The implication, Raffensperger explained, was to "look hard and see how many ballots you could throw out." And with President Trump facing a seemingly insurmountable climb to overtake President-elect Joe Biden in Georgia's vote count, any mass expungement of ballots would only serve to benefit the president.

Even if Raffensperger had been interested in Graham's transparent-seeming effort to skew the presidential election recount in a completely different state than the one he actually represents, he would have no legal authority to enact Graham's plan, as that level of election administration power lies with Georgia's individual counties, rather than the secretary of state.

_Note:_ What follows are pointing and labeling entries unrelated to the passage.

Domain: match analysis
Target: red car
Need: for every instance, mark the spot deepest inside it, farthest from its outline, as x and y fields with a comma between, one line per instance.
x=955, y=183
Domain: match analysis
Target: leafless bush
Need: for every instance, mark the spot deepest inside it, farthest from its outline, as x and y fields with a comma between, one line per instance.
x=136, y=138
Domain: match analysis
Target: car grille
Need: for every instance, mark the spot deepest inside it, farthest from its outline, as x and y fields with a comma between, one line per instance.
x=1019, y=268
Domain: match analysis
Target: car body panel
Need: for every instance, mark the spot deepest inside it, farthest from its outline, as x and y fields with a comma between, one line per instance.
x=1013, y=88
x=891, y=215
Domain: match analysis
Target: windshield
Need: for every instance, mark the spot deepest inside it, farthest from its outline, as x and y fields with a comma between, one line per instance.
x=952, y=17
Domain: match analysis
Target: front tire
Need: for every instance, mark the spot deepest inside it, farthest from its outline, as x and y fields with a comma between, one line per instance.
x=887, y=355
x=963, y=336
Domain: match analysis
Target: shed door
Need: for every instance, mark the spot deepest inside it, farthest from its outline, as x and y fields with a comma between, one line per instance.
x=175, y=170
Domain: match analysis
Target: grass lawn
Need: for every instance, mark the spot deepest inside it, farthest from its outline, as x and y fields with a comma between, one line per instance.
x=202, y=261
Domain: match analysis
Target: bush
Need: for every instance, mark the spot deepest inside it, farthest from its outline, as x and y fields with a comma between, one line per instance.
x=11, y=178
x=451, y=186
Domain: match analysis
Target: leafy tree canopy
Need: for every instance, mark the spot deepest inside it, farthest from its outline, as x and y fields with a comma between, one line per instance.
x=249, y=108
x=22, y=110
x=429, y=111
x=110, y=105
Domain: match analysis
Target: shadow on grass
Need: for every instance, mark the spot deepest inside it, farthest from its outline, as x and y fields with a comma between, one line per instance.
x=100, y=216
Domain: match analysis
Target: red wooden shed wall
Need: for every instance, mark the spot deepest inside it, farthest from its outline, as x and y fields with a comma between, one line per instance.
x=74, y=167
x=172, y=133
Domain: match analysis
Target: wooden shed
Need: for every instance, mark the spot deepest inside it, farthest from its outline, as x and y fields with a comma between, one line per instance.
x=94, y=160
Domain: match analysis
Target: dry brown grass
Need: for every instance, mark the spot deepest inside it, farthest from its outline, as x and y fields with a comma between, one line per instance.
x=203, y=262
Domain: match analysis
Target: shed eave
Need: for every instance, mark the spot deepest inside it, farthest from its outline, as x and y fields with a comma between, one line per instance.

Graham, meanwhile, has denied Raffensperger's implication that he tried to meddle in another state's ballot-counting, telling the Post that the allegation was "ridiculous." He did, however, confirm that he'd called Raffensperger on his own initiative to learn more about Georgia's laws regarding signature-matching on mail-in ballots (I leave it to you to speculate as to why a senator from South Carolina suddenly has such an intense interest in a different state's voting legislation), but characterized their conversation as "very pleasant" in a statement to Politico.

"If he feels threatened by that conversation, he’s got a problem,” Graham told the Post. “I actually thought it was a good conversation."

Coming to Graham's defense Tuesday was arch-conservative commentator Hugh Hewitt, who speculated that Raffensperger just wasn't smart enough to understand that the senator was simply joking about tossing ballots to skew a presidential election that could very well tip the country into a permanent state of authoritarianism.

Ha ha ha, just a hilarious goof, you see.

For his part, Raffensperger — who claims he's received death threats as a result of Trump's persistently deranged agitation — is admirably committed to plowing ahead undaunted.

"I’m going to probably be disappointed because I was rooting for the Republicans to win, obviously," he told the Post. "But, I have a law and a process I follow. Integrity in this office matters."